A case in point is Laca, who like so many young men seeks to destroy the thing he cannot have—the opera does a beautiful job of showing his attack on her as rising out of a complex mix of passion, anger, immaturity, and the thrill of pushing aggressive play up to and past the line of sin. But unlike so many of those, he comes to feel shame, and his love for Jenůfa transforms into a mature care and devotion. He does not seek forgiveness, knows he can never make amends entirely, but wants to atone and provide  something good in Jenůfa’s life. In the second act, Kostelnicka tries to force Jenůfa to hold Laca’s hand, a false show of affection. The final image in this production is the two, on the verge of marriage, reaching spontaneously for each others’ hand, an intense and moving distillation of the score.

Along with pronunciation issues, there was some initial unevenness in the stage performances. Dyka and Brenna were unfocused and jumpy in the first act, as if they were in search of their character’s cores. Both also sounded a bit tight, Dyka’s voice vanishing in the lower range, Brenna pushing a bit, producing a thin sound.
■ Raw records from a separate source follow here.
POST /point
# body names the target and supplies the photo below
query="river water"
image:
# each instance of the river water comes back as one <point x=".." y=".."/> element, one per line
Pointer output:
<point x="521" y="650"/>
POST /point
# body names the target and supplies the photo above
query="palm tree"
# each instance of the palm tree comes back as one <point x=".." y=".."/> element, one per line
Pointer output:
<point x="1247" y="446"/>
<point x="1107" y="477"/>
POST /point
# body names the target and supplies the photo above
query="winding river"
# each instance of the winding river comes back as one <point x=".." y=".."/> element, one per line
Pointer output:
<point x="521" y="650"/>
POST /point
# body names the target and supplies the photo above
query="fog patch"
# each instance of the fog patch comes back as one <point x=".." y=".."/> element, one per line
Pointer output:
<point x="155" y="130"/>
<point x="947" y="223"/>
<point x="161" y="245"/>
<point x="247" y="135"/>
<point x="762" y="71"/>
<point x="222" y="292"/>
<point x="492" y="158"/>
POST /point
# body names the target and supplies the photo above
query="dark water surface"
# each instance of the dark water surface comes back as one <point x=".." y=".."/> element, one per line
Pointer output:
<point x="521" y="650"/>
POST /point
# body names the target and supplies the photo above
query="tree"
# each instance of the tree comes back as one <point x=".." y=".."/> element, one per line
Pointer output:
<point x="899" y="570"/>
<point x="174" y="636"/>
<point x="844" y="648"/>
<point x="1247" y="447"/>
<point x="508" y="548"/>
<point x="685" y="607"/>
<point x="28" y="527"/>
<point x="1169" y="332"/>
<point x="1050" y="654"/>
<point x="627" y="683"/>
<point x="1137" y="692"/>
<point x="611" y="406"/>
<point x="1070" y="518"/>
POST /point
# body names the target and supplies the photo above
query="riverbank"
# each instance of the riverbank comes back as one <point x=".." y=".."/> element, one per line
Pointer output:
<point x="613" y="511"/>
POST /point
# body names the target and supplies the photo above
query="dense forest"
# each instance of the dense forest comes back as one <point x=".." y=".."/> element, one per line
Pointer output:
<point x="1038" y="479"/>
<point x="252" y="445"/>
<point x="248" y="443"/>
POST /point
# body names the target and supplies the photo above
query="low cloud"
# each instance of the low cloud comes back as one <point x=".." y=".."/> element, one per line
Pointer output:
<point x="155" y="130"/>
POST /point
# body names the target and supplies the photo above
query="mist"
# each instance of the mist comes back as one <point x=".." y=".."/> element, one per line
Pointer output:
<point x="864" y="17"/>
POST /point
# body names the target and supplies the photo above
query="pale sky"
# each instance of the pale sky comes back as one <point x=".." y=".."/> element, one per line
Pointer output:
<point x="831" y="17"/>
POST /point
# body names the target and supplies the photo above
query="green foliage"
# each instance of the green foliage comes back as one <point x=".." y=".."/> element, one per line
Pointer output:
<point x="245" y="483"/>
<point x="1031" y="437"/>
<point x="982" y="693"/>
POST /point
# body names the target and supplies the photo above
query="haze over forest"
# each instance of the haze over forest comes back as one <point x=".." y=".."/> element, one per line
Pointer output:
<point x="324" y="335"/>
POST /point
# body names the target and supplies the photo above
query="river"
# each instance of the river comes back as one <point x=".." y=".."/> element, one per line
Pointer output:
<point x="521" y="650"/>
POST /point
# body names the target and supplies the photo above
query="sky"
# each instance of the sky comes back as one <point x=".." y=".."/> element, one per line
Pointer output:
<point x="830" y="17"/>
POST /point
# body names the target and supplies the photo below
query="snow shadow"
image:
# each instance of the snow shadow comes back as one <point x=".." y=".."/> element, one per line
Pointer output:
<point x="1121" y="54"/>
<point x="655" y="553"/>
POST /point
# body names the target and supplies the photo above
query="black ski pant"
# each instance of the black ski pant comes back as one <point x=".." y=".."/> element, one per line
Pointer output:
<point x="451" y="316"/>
The jitters, if that’s what they were, passed, their voices easing into the roles. From the second act on the two were fully realized as singing characters. Their combined forces exuded an emotional power and artistic dignity—the feeling that they were in the midst of something important that required no exaggeration—matching the power of the orchestral playing. As the narrative made their characters deeper and more complex, so did their singing open up and expand in both sonic dimensions and in emotional richness.

Dyka in particular captured this in her voice, which gradually shaded darker and darker with each passing minute. In the final two scenes, paired first with Mattila then with Brenna, she sang with a gorgeous, rich sound, and an enormous projection of feeling.

Mattila (who has played Jenůfa and most of the other Janáček heroines in her career), and Kaiser were excellent from the very beginning. Kaiser was Steva in the flesh, charming to men (save for Laca) and women alike, alternately confident, caddish, and callow. Matilla, taking on the mezzo role of Kostelnicka, was centered from her first note, her voice bearing the bitter certitude the character brings to her every, tragic, decision. Schwarz sang Buryja, her voice still full, with a combination of dignity, tenderness, and aggravation.

Under Robertson’s baton, the orchestra took its place as a character first among equals. The playing was lustrous, and Robertson’s judgment was ideal—he never once indulged in pushing the music to a nervous edge, an easy path with this score. Instead, he helped reveal the inner strength through the large-scale shape of the piece; every phrase, rise and fall in dynamics, and shift in texture was both muscular and polished. The cumulative effect was that of witnessing the building of an inspiring monolith.

Olivier Tambosi’s scenic design was incisive in the first and third acts, with two massive walls pointing toward a vanishing point, which is the expansive outside world of wheat fields, hills, and sunshine. The obvious and pretentious mystery of the second act setting, in which the interior of Kostelnicka’s house is primarily occupied by a large rock, vanished before mesmerizing singing from Mattila and Dyka. This is a through-composed opera, driven by constant vocal interaction between the characters, but in Act II, both women have the opportunity to express their hopes and fears, and the marvelous performances set the emotional trap into which all fell at the finale.

There are only five more chances to experience this powerhouse music drama, Robertson’s excellent leadership, and the emotionally involving singing of Oksana Dyka.